Alzheimer’s Disease and other forms of dementia (here I will collectively refer to them as AD) are typically the most feared diseases of post-modern westerners who privilege their rationality (remember the Cartesian mantra “I think therefore I am”) and perceived autonomy over all else.  Further, our techno-medical way of examining aging, of parsing out different functions of one’s life ascribed to different body parts, leads us to believe that whatever form of cognitive impairment – age related or otherwise – might just be a part in need of fixing or a disease waiting to be cured. This type of reductionist thinking refuses to look outside its own narrow pigeon hole. In the meantime, those of us who do not perish will age in our own unique ways and many of us will struggle with its challenges.

Whose fear is it – and whose suffering?

What do we make of this fear of AD and fear of a person’s – er – a personality’s – disintegration?  I think in several important ways it is the same fear as the terror of dying, just a bit more latent and prolonged, and therefore more menacing than death for some people.  I’ll quote from Shakespeare’s Julius Caesar (III.i. 102-105) here, the conversation between Cassius and Brutus:

Cassius: Why he that cuts off twenty years of life

Cuts off so many years of fearing death.

Brutus: Grant that, and then death is a benefit:

So are we Caesar’s friends that have abridged

His time of fearing death.

There are many ways to respond to one’s own AD and to that of a loved one’s.  One way is to project our own fears onto the other person, who appears a shadow of the former self or as completely incapacitated.   But there is no standard response, even though some “conventional wisdom” (I use the term tongue in cheek here) might be welcomed by many who find the disease and its process most bewildering.  A slight detour here . . .
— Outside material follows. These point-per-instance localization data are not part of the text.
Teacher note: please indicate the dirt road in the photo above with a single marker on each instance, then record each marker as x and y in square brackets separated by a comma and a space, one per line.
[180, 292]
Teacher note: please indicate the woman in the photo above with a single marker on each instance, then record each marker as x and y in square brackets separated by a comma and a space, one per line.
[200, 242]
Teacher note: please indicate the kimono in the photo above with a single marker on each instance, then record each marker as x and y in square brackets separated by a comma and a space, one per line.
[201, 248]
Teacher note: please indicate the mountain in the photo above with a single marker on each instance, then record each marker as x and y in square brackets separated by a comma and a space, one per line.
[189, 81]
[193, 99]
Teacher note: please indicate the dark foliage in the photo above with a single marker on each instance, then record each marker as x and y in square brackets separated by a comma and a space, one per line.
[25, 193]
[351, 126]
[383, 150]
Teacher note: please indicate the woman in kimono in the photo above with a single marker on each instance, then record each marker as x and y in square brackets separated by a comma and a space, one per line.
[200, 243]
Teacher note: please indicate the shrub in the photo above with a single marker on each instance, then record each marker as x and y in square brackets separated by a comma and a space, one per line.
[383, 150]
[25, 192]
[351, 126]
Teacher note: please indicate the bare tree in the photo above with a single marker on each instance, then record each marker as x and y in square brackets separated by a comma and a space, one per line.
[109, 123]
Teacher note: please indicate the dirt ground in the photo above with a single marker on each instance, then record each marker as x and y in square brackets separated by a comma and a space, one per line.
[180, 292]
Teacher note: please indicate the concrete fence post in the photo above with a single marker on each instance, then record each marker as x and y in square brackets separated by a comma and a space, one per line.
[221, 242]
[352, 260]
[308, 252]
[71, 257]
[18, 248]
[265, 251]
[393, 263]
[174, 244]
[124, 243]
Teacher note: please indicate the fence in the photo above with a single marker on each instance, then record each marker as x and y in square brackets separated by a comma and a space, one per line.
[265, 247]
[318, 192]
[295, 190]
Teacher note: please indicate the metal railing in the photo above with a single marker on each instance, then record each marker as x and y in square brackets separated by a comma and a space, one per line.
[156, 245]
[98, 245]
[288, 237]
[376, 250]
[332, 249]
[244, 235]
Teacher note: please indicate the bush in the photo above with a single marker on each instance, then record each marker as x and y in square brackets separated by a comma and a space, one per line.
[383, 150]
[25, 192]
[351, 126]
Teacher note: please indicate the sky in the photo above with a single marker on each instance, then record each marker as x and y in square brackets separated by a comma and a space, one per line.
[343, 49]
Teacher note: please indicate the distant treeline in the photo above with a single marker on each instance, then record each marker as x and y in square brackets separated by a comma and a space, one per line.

Bewilder is defined in the Merriam Webster online dictionary as (transitive verb):

1:  to cause to lose one’s bearings (see bearing 6c) bewildered by the city’s maze of roads;

2:  to perplex or confuse especially by a complexity, variety, or multitude of objects or considerations His decision bewildered her. utterly bewildered by the instructions.

And what if we break down that verb into a command – be wilder, wild from the noun wild) to be:

1: A natural state or uncultivated or uninhabited region.

2: (the wilds) A remote uninhabited or sparsely inhabited area.

Now back to my topic. . .

My concern is that there are many faces of Alzheimer’s Disease just as there are many aspects to an individual’s response to a loved one affected by AD.  I am thinking particularly of a recent article published in Kaiser Health News, entitled “How to Help Alzheimer’s Patients Enjoy Life, Not Just ‘Fade Away,’” and you can read that here.  The fact remains that each person is affected by AD is his or her own way and the “preoccupation with the cerebral pathology” (which the psychiatrist Dr. David Rothschild criticized in his 1936 paper on the psychodynamic model of senile dementia) often serves to fan the flames of fear and anxiety over our collective preoccupation with the losses of aging.  There are many other paths to choose here – not just the one of least resistance which is fear based.